C++: New Query: missing return-value check for scanf-like functions #10163

d10c · 2022-08-24T18:22:08Z

Introduces cpp/missing-check-scanf, a query with a similar idea as this external contribution: find scanf output arguments that are read without checking that they were written in the first place. The main differences are an IR-based flow and a more conservative treatment of unguarded reads of already-initialized scanf output variables.

This PR squashes and supercedes draft PR #10033.

These keep getting added, by the Makefile extension I believe.

…le was initialized, as in real world cases we haven't seen it done safely.

There are still some remaining FPs (haven't fully tested them) that should be ironed out in a follow-up to increase the precision, e.g.: * if scanf(&i) != 1 return if maybe() && scanf(&i) != 1 return use(i) // should be OK on both counts * The minimum guard constant for the *_s variants may not be right. * int i[2] scanf(i, i+1) // second i is flagged as a use of the first * Maybe loosen the "unguarded or badly guarded use() = bad" policy to "unguarded but already-initialized = good" and "badly guarded = bad", since a lot of FPs in MRVA fall into the "unguarded but already- initialized" bucket.

MathiasVP

Looks really good!
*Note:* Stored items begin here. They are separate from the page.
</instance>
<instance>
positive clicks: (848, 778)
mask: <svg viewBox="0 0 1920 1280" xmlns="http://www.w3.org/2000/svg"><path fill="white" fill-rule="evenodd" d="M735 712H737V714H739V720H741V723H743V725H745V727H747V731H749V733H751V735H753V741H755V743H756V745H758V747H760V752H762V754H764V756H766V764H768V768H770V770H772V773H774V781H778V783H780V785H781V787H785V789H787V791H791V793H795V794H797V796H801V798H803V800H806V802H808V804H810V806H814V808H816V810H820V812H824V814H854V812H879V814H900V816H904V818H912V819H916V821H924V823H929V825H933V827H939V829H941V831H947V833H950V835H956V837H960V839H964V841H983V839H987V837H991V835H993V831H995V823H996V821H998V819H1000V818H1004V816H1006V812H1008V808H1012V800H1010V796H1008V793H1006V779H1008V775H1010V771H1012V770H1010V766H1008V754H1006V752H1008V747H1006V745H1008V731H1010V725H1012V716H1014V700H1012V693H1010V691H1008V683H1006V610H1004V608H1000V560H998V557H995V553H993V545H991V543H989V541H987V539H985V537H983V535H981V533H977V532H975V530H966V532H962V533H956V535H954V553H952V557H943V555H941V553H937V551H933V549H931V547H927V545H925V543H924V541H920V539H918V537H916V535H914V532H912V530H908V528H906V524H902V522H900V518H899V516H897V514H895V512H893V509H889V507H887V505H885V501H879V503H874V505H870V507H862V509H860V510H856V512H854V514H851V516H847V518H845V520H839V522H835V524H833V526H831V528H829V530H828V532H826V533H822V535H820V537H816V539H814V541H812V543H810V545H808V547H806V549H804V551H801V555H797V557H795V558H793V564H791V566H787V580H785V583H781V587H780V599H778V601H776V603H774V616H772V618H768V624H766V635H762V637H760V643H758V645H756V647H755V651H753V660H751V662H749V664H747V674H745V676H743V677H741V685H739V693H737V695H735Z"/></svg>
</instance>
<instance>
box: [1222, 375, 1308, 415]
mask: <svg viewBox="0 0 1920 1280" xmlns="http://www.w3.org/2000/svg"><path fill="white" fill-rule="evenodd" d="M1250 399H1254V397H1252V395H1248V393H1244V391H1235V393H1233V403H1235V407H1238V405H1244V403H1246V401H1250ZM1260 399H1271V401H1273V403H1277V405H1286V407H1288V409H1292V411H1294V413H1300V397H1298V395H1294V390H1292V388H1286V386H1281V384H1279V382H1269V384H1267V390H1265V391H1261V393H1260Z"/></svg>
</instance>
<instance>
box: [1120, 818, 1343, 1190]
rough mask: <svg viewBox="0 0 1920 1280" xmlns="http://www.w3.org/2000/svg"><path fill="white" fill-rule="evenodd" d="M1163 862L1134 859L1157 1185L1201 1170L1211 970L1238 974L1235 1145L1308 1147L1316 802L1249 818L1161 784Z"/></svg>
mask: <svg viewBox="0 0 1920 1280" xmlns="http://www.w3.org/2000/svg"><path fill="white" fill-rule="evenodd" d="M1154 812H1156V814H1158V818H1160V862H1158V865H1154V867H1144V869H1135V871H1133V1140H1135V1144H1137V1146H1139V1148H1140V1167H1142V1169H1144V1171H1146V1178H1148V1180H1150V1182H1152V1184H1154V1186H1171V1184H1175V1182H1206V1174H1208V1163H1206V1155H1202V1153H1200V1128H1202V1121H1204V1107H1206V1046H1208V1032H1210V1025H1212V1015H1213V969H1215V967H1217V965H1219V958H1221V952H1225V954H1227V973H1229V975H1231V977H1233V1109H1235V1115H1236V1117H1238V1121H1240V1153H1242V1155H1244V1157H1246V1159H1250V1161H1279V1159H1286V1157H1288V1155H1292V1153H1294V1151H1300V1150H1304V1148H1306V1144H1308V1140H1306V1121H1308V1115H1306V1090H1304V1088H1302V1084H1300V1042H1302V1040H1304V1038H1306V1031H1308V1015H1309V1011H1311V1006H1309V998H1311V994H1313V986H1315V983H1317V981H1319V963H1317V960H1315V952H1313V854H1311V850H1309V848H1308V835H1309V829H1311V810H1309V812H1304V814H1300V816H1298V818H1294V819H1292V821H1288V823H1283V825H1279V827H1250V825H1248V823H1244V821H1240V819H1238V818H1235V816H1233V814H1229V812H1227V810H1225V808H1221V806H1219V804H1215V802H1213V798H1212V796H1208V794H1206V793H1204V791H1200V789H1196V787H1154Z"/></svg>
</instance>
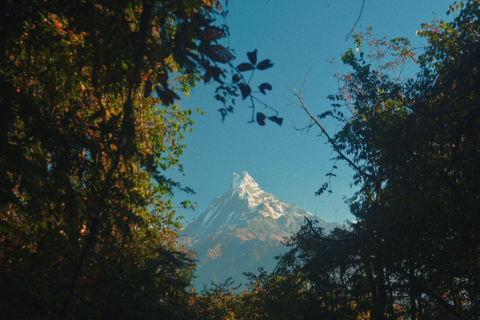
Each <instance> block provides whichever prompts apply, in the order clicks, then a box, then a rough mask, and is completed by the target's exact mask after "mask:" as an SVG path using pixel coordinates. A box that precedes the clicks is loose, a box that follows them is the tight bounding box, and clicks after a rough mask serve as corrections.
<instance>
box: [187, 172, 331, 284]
mask: <svg viewBox="0 0 480 320" xmlns="http://www.w3.org/2000/svg"><path fill="white" fill-rule="evenodd" d="M305 218H309V219H315V220H317V221H318V222H319V223H320V225H321V226H325V227H326V228H327V229H332V226H331V225H329V224H328V223H327V222H326V221H324V220H322V219H319V218H317V217H314V216H313V215H312V214H310V213H309V212H308V211H306V210H305V209H302V208H300V207H298V206H296V205H294V204H290V203H287V202H284V201H281V200H277V198H275V196H274V195H272V194H270V193H268V192H265V191H263V190H262V189H260V187H259V185H258V184H257V183H256V182H255V180H253V178H252V177H251V176H250V175H249V174H248V173H247V172H246V171H244V172H242V173H240V174H236V173H234V174H233V176H232V180H231V185H230V189H229V190H228V191H227V192H226V193H225V194H223V195H222V196H220V197H215V199H214V200H213V201H212V202H211V203H210V205H209V206H208V208H207V209H206V210H205V211H204V212H203V213H202V214H201V215H200V216H199V217H198V218H197V219H196V220H195V221H194V222H193V223H192V224H190V225H189V226H188V227H187V228H186V229H185V230H184V231H183V232H182V233H183V236H184V239H185V241H186V243H187V244H188V245H189V246H190V247H191V248H192V249H194V250H195V251H196V252H197V255H198V256H197V257H198V269H197V273H196V275H197V276H198V279H197V282H196V286H197V288H201V287H202V285H204V284H207V285H208V284H210V283H211V281H216V282H217V283H218V281H220V282H223V281H224V280H225V279H227V278H228V277H234V278H236V279H240V278H242V272H244V271H250V272H251V271H255V270H257V269H258V267H259V266H264V267H266V268H267V269H268V270H273V267H274V265H275V259H274V257H275V256H278V255H279V254H281V253H283V252H285V251H286V249H285V248H284V247H283V245H282V244H283V242H284V239H285V238H286V237H289V236H291V235H293V234H294V233H296V232H297V231H298V230H299V229H300V226H301V225H302V224H303V222H304V221H305ZM267 269H266V270H267Z"/></svg>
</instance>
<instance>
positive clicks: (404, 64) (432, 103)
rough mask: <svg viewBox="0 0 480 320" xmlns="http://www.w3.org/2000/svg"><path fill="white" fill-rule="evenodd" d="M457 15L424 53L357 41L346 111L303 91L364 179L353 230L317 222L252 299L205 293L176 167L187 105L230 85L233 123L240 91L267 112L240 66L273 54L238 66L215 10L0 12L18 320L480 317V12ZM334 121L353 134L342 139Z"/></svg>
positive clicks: (332, 145) (3, 223)
mask: <svg viewBox="0 0 480 320" xmlns="http://www.w3.org/2000/svg"><path fill="white" fill-rule="evenodd" d="M450 12H451V13H452V14H453V15H454V18H453V19H452V21H451V22H444V21H434V22H432V23H428V24H424V25H423V26H422V28H421V30H419V32H418V33H419V35H420V36H422V37H424V38H425V39H426V40H427V45H426V46H425V48H424V49H425V50H424V51H423V52H421V53H420V54H417V53H416V52H415V50H414V49H413V48H412V47H411V45H410V43H409V41H408V39H406V38H396V39H392V40H389V39H387V38H381V39H376V38H374V36H373V32H372V30H371V29H368V30H367V31H366V32H364V33H359V34H356V35H355V36H353V37H352V38H353V39H354V45H355V48H353V49H351V50H348V51H347V52H346V53H345V54H344V55H343V56H342V62H343V63H344V64H345V65H346V66H347V67H349V68H350V72H349V73H347V74H344V75H337V77H336V79H337V81H338V83H339V87H340V91H339V92H338V93H336V94H333V95H331V96H329V97H328V98H329V100H330V101H331V103H332V104H331V109H330V110H329V111H327V112H324V113H322V114H320V115H315V114H314V113H313V112H312V111H311V110H312V108H310V107H309V106H307V105H305V103H304V100H303V93H302V92H295V95H296V97H297V98H298V99H299V103H300V106H301V108H302V109H303V111H305V112H306V113H307V115H308V117H309V120H311V128H313V127H316V128H318V130H319V131H320V133H321V136H323V137H326V138H327V141H328V143H329V144H330V145H331V147H332V149H333V150H334V151H335V152H336V154H337V159H336V160H338V163H341V162H343V163H345V165H347V166H350V167H351V168H352V169H353V170H354V172H355V175H354V177H353V183H354V184H355V185H357V186H358V192H357V193H356V194H355V196H354V197H353V198H352V199H350V200H349V203H350V208H351V212H352V213H353V214H354V215H355V217H356V221H355V223H352V224H351V225H350V226H348V227H346V228H343V229H336V230H334V231H333V232H332V233H330V234H325V233H324V232H323V231H322V230H321V228H318V227H317V226H316V225H315V224H314V223H313V222H311V221H309V220H307V221H306V223H305V225H304V226H303V227H302V229H301V230H300V231H299V232H298V233H297V234H296V235H294V236H293V237H292V238H291V239H290V240H288V241H287V245H288V246H289V248H290V250H289V252H287V253H286V254H285V255H283V256H282V257H280V259H279V261H278V265H277V268H276V270H275V271H274V272H273V273H266V272H264V271H263V270H260V271H259V273H258V274H249V275H248V276H249V279H250V285H249V288H248V290H246V291H244V292H243V293H241V294H237V293H235V291H234V290H233V289H232V288H231V287H232V285H231V283H229V282H227V283H225V284H224V285H219V286H217V287H215V288H214V289H212V290H210V291H205V292H202V293H195V292H193V291H189V288H190V281H191V279H192V271H193V268H194V259H193V256H192V253H189V252H187V251H185V250H183V249H182V248H180V247H179V246H178V245H177V242H176V237H177V235H176V233H175V231H174V230H175V227H177V226H179V225H178V220H177V217H176V215H175V210H174V207H173V204H172V195H173V193H174V191H175V190H179V189H183V191H186V192H191V190H190V189H189V188H187V187H182V186H180V185H179V184H178V183H176V182H175V181H172V180H171V179H169V177H168V176H167V175H166V172H167V170H169V169H171V168H177V169H178V170H182V166H181V162H180V157H181V155H182V152H183V149H184V147H185V146H184V144H183V142H182V141H183V133H184V132H185V131H187V130H190V129H191V128H192V125H193V121H192V120H191V117H190V116H191V111H189V110H182V109H181V108H180V107H179V106H178V105H176V104H175V102H176V101H178V100H179V99H180V98H181V97H183V96H184V95H187V94H188V92H189V90H190V88H191V87H192V86H194V85H196V84H197V83H198V82H202V81H203V82H205V83H208V82H210V81H212V82H216V83H217V84H218V90H217V92H216V93H217V95H216V96H215V98H216V99H217V100H218V101H219V102H221V103H223V107H221V108H220V112H221V115H222V116H226V115H227V114H228V113H230V112H232V111H233V109H234V101H235V98H238V99H239V97H241V98H242V100H248V99H250V100H251V101H252V103H253V101H254V99H253V96H252V94H253V93H252V88H251V87H250V84H249V81H246V80H245V78H244V76H243V74H244V73H245V72H249V71H252V70H264V69H267V68H270V67H271V66H272V65H273V64H272V62H271V61H270V60H268V59H264V60H261V61H257V51H256V50H255V51H251V52H249V53H248V54H247V58H248V62H245V63H240V64H238V65H237V66H236V67H235V66H234V65H233V64H232V62H231V61H232V60H233V58H234V55H233V53H232V51H231V50H230V49H229V48H226V47H224V46H223V45H222V44H221V43H220V41H221V40H222V39H223V38H225V37H227V36H228V28H227V27H226V26H224V25H219V24H217V22H216V21H217V20H216V19H217V18H218V17H222V16H223V15H224V14H225V10H224V8H222V6H221V5H220V4H219V3H218V2H217V1H214V0H212V1H208V0H204V1H189V0H182V1H173V0H172V1H167V0H165V1H161V0H118V1H109V0H94V1H81V0H73V1H71V0H69V1H64V0H52V1H40V0H33V1H25V0H24V1H9V2H8V5H6V6H4V7H3V10H2V12H1V13H0V15H1V18H0V92H1V95H0V150H1V152H0V201H1V202H0V310H2V317H4V318H5V319H32V318H33V319H55V318H57V319H157V318H160V319H164V318H166V319H190V318H191V319H234V318H235V319H317V318H324V319H376V320H381V319H478V318H479V317H480V288H479V283H480V282H479V281H480V265H479V257H480V229H479V228H480V227H479V226H480V166H479V165H478V164H479V163H480V131H479V128H480V96H479V95H480V91H479V89H478V88H480V45H479V44H480V34H479V30H480V21H479V17H480V4H479V2H478V1H477V0H469V1H463V2H460V3H455V4H454V5H452V7H451V8H450ZM258 60H259V59H258ZM406 63H416V64H418V68H419V70H420V71H419V73H418V74H417V75H416V77H415V78H412V79H404V78H402V77H401V70H402V69H403V66H404V65H405V64H406ZM224 66H228V67H229V68H230V70H233V73H234V74H229V73H228V71H227V69H228V68H226V67H224ZM259 89H260V92H261V93H262V94H265V93H266V91H269V90H271V85H269V84H268V83H262V84H261V85H260V87H259ZM255 101H257V100H255ZM252 109H253V112H252V121H253V122H257V123H258V124H260V125H264V124H265V120H270V121H272V122H275V123H277V124H282V118H279V117H278V112H276V111H275V110H273V109H272V110H270V109H268V108H267V110H268V111H272V112H273V115H272V116H268V115H265V114H263V113H261V112H258V113H257V112H255V109H254V108H252ZM326 119H329V120H328V121H330V120H332V119H333V121H335V122H336V123H338V124H339V128H340V129H339V131H338V132H336V133H334V134H330V133H329V132H327V131H326V130H325V128H324V126H323V125H322V123H323V121H325V120H326ZM335 167H336V165H335V166H334V167H333V168H332V172H330V173H329V174H328V178H327V179H330V178H334V176H335V173H334V172H335V171H334V169H335ZM329 190H330V185H329V183H328V182H327V183H325V184H324V185H322V186H320V188H319V190H318V192H317V193H318V194H322V193H323V192H325V191H329ZM184 205H185V206H189V205H190V204H189V203H188V202H185V203H184Z"/></svg>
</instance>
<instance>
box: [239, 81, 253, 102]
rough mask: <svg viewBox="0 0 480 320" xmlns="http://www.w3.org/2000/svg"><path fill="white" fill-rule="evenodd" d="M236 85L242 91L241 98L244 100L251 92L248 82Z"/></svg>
mask: <svg viewBox="0 0 480 320" xmlns="http://www.w3.org/2000/svg"><path fill="white" fill-rule="evenodd" d="M238 87H239V88H240V91H241V92H242V99H243V100H245V99H246V98H247V97H248V96H249V95H250V94H251V93H252V89H251V88H250V86H249V85H248V84H245V83H239V84H238Z"/></svg>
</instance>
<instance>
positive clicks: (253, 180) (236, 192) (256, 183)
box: [228, 171, 273, 208]
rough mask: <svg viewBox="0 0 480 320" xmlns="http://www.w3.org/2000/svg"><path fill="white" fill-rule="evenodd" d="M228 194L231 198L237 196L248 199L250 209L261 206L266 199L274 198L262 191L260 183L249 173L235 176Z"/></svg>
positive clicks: (270, 195) (242, 172) (236, 175)
mask: <svg viewBox="0 0 480 320" xmlns="http://www.w3.org/2000/svg"><path fill="white" fill-rule="evenodd" d="M228 193H229V194H230V196H234V195H235V194H237V195H238V196H239V197H240V198H241V199H247V200H248V207H250V208H251V207H255V206H257V205H259V204H260V203H261V202H262V201H263V200H264V198H265V197H269V198H271V197H273V196H272V195H270V194H268V193H267V192H265V191H263V190H262V189H260V187H259V186H258V183H257V182H255V180H253V178H252V177H251V176H250V175H249V174H248V172H247V171H243V172H242V173H240V174H237V173H234V174H233V177H232V184H231V186H230V190H229V192H228Z"/></svg>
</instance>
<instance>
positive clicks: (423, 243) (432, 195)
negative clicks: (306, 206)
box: [284, 1, 480, 319]
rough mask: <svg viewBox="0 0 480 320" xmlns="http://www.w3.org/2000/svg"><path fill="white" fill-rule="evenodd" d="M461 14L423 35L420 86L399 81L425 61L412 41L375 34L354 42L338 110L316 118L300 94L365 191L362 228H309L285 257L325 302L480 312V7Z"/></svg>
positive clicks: (322, 300)
mask: <svg viewBox="0 0 480 320" xmlns="http://www.w3.org/2000/svg"><path fill="white" fill-rule="evenodd" d="M457 10H460V11H459V12H458V15H457V16H456V17H455V18H454V19H453V21H452V22H449V23H447V22H443V21H440V22H437V21H435V22H434V23H432V24H425V25H424V26H423V27H422V30H420V31H419V34H420V35H421V36H424V37H426V38H427V40H428V45H427V46H426V48H425V52H424V53H423V54H422V55H420V57H418V66H419V68H420V72H419V73H418V76H417V77H416V79H407V80H402V79H401V78H400V77H399V76H398V74H399V73H398V71H401V70H402V69H403V65H404V63H405V62H406V61H407V60H409V59H412V60H413V59H414V58H415V55H414V54H413V51H412V50H411V48H410V47H409V44H408V41H407V40H406V39H403V38H400V39H394V40H392V41H390V42H389V41H387V40H386V39H377V40H376V39H373V38H372V37H371V31H370V30H368V32H367V33H366V34H359V35H357V36H356V37H355V44H356V46H357V51H358V53H356V52H355V50H349V51H348V52H347V53H346V54H345V55H344V56H343V57H342V59H343V62H344V63H345V64H346V65H348V66H349V67H351V68H352V69H353V71H352V72H350V73H348V74H346V75H344V76H339V77H338V80H339V81H340V84H341V85H340V87H341V90H340V93H339V94H337V95H333V96H330V99H331V100H333V101H334V102H333V104H332V107H333V108H332V110H330V111H327V112H326V113H323V114H322V115H320V116H318V117H316V116H313V115H312V113H311V112H310V111H309V110H308V109H307V107H306V106H305V105H304V104H303V100H302V96H301V92H300V93H297V97H299V98H300V105H301V107H302V108H303V109H304V110H305V111H306V112H307V113H308V115H309V117H310V119H311V120H312V126H317V127H318V128H319V129H320V130H321V132H322V134H323V135H325V136H326V137H327V139H328V142H329V143H330V144H331V145H332V147H333V149H334V150H335V151H336V152H337V154H338V160H342V161H346V163H347V164H348V165H349V166H351V167H352V168H353V169H354V170H355V176H354V183H355V184H356V185H358V186H359V191H358V192H357V194H356V195H355V197H354V198H353V199H351V200H350V205H351V210H352V213H353V214H354V215H355V216H356V217H357V223H355V224H353V225H352V226H351V228H350V229H349V230H344V231H342V235H341V236H338V235H335V234H332V235H330V236H324V235H322V234H320V233H319V231H318V230H317V229H315V228H314V227H310V229H311V230H310V231H309V233H306V231H303V233H300V234H299V235H298V236H297V237H296V238H293V240H292V241H293V242H292V245H293V246H294V249H293V251H292V252H291V253H290V254H289V255H287V256H285V257H284V263H286V262H289V264H288V263H287V266H289V268H290V269H292V268H293V270H299V269H298V268H300V271H302V273H304V274H305V275H306V278H307V279H308V281H309V284H310V286H311V290H316V289H315V288H316V287H317V286H325V285H327V287H321V288H322V289H321V290H320V291H319V292H320V293H318V294H319V295H320V297H322V299H323V300H322V301H325V299H324V296H323V295H325V294H326V293H327V292H331V291H332V290H340V289H341V288H344V289H345V290H346V291H344V293H342V294H336V295H335V296H337V297H343V298H345V299H346V301H349V302H354V305H356V306H361V305H363V307H362V309H363V310H365V311H367V312H368V314H369V317H370V318H371V319H390V318H391V319H397V318H399V319H452V318H454V319H476V318H478V316H479V314H480V310H479V303H478V299H479V296H480V291H479V289H478V287H477V286H476V285H475V284H474V283H477V282H478V279H479V271H480V269H479V265H478V257H479V255H480V252H479V249H480V242H479V238H478V233H479V230H478V225H479V224H478V217H479V216H478V212H480V210H479V209H480V206H479V205H480V203H479V201H480V196H479V195H480V188H479V184H478V181H479V178H480V177H479V171H478V165H477V164H478V163H479V156H480V153H479V151H480V150H479V148H478V146H479V138H480V135H479V133H480V132H479V131H478V128H479V120H480V118H479V103H480V99H479V98H480V97H479V94H478V89H477V88H478V87H479V71H478V61H479V59H478V58H479V52H480V48H479V46H478V43H479V35H478V30H479V27H480V26H479V20H478V16H479V13H480V8H479V3H478V1H465V2H462V3H456V4H454V5H453V6H452V7H451V12H456V11H457ZM365 44H367V45H368V46H367V48H369V49H370V51H368V50H367V51H364V48H365V46H364V45H365ZM325 117H333V118H334V119H336V120H337V121H339V122H340V124H341V129H340V130H339V131H338V132H337V133H336V134H334V135H330V134H329V133H328V132H327V131H326V130H325V129H324V127H323V126H322V124H321V121H322V119H323V118H325ZM329 175H330V176H333V175H334V174H333V172H332V173H330V174H329ZM327 189H328V184H326V185H324V186H322V188H320V190H319V192H318V193H322V192H324V191H326V190H327ZM300 235H305V236H306V239H307V240H305V241H304V240H303V238H302V237H300ZM331 246H332V247H333V249H332V250H330V249H328V248H330V247H331ZM295 252H298V253H299V255H295ZM287 258H288V259H290V260H288V259H287ZM296 260H299V263H298V264H297V263H296V262H295V261H296ZM313 262H316V263H313ZM344 275H346V276H347V277H346V279H343V277H344ZM318 281H320V283H319V284H317V283H318ZM344 283H348V285H347V286H344V285H343V284H344ZM328 286H332V287H331V288H329V287H328ZM317 291H318V290H317ZM317 291H315V292H317ZM358 292H359V293H360V295H355V294H354V293H358ZM338 303H339V300H338V299H334V300H333V302H332V303H331V304H330V306H331V307H335V306H337V305H338Z"/></svg>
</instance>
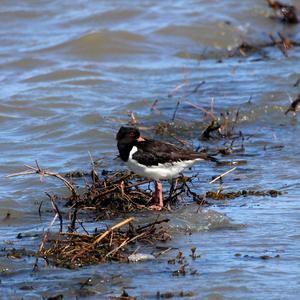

Here are my first round of comments.

cpp/ql/src/Critical/MissingCheckScanf.ql

MathiasVP · 2022-08-24T19:07:43Z

cpp/ql/src/Critical/MissingCheckScanf.ql

+    exists(Instruction dst |
+      this.bigStep(instr) = dst and
+      dst.getAst() = result and
+      valueNumber(dst) = valNum


Could we move this conjunct into smallStep instead? i.e., require that every small step preserves the value number? I think that will reduce the size of the smallStep relation (and more importantly, the bigStep relation!) quite a bit.

That would be tricky, because while we do want the final Accesses to have the same ValueNumber, we don't want all intermediate instructions to have to have the same ValueNumber too, because then some crucial paths will be severed. Currently, bigStep is the same the .getASuccessor+() closure starting from instr, minus all paths that go through a barrier as defined by isBarrier(). I would hesitantly wager that this is as compact as it gets.

Actually, on second thought, maybe bigStep(i) can be optimized by having i = instr, always :) Because none of the i != instr tuples are ever needed.

That would be tricky, because while we do want the final Accesses to have the same ValueNumber, we don't want all intermediate instructions to have to have the same ValueNumber too, because then some crucial paths will be severed. Currently, bigStep is the same the .getASuccessor+() closure starting from instr, minus all paths that go through a barrier as defined by isBarrier(). I would hesitantly wager that this is as compact as it gets.

Ah, right. Yeah, I do see what you mean here.

Actually, on second thought, maybe bigStep(i) can be optimized by having i = instr, always :) Because none of the i != instr tuples are ever needed.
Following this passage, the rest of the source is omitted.